# Ruger M77 won't feed round



## buddy48 (Nov 14, 2013)

Having an issue with my Ruger M77 MarkII compact in .260. It won't feed a round from the magazine into the chamber when the round is being fed from the right side of the magazine. 

It feeds fine from the left, but when feeding from the right the tip of the bullet catches the chamber. You can't even force it past this point. I think/know it must be the follower/magazine spring that is causing the issue, but not quite sure how to get after it.

I'm pretty handy at fixing things. Also, Built a 10/22, completely disassembled, polished and adjusted trigger, polished/radiused bolt, new barrel etc. but this thing is whooping my butt. 

It seems like it should be an easy fix but this one has got me.

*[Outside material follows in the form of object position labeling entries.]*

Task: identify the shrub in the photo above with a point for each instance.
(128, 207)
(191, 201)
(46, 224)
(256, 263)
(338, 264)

I would appreciate any help!!


----------



## buddy48 (Nov 14, 2013)

Well I just had an issue with it feeding from the left so that has changed. It's like the back end of the bullet drops too much or the front end kicks up at too steep of an angle which causes the tip of the bullet to catch the chamber.


----------



## Early-14 (Nov 14, 2013)

First make sure that the mag. has been seated correctly into the action.  They must be straight and not binding.  Next check the floor plate, mag. spring, follower and  latch.  The mag. spring  may not be seated into the follower or the floor plate correctly.  
Is the floor plate hard to close?   Just things to look for.


----------



## buddy48 (Nov 14, 2013)

I have checked all of those items. Thr floor plate was a little difficult to close but that's because the trigger guard was slightly too far forward. Readjusted that and it closes fine.

I don't see where the follower is twisted sideways either. It just doesn't make since. I figure I might call ruger tomorrow and see if they can give me any poimters. If not guess I'll take it to my gunsmith. Its a little embarrassing to take a gun for what seems like it should be an easy fix but oh well.


----------



## buddy48 (Nov 14, 2013)

Okay....don't know why I didn't think of this first..

It isn't the follower or the spring or the bolt. My son has the same gun in .243. So, I swapped the follower and spring and then tested it. Same problem. Swapped out the bolt tested it. Same problem. The bolt and follower/spring that came out of the .260 worked just fine in the .243 also.

Got to looking a little closer at it and it appears that the guide rails/lip that the bottom of the bolt rides on wasn't completely milled far enough back to allow the cartridge to release from the magazine soon enough. There are two small ledges that extend about 1/4" farther on the .260 than they do on the .243. So, I took some detailed pictures of it and I'm going to send it to ruger and see what they recommend.

I bought this gun used in November last year and sighted it in feeding one cartridge at a time without placing them in the magazine. I found the problem last weekend after I tried to reload after shooting a doe.

So the problem may have been there since it was new and the previous owner just didn't want to deal with. It worked out for me anyway since I got a good deal on it!!


----------



## wareagle700 (Nov 15, 2013)

Send it in to Ruger. They have great customer service and you know it will still be covered under warranty.


----------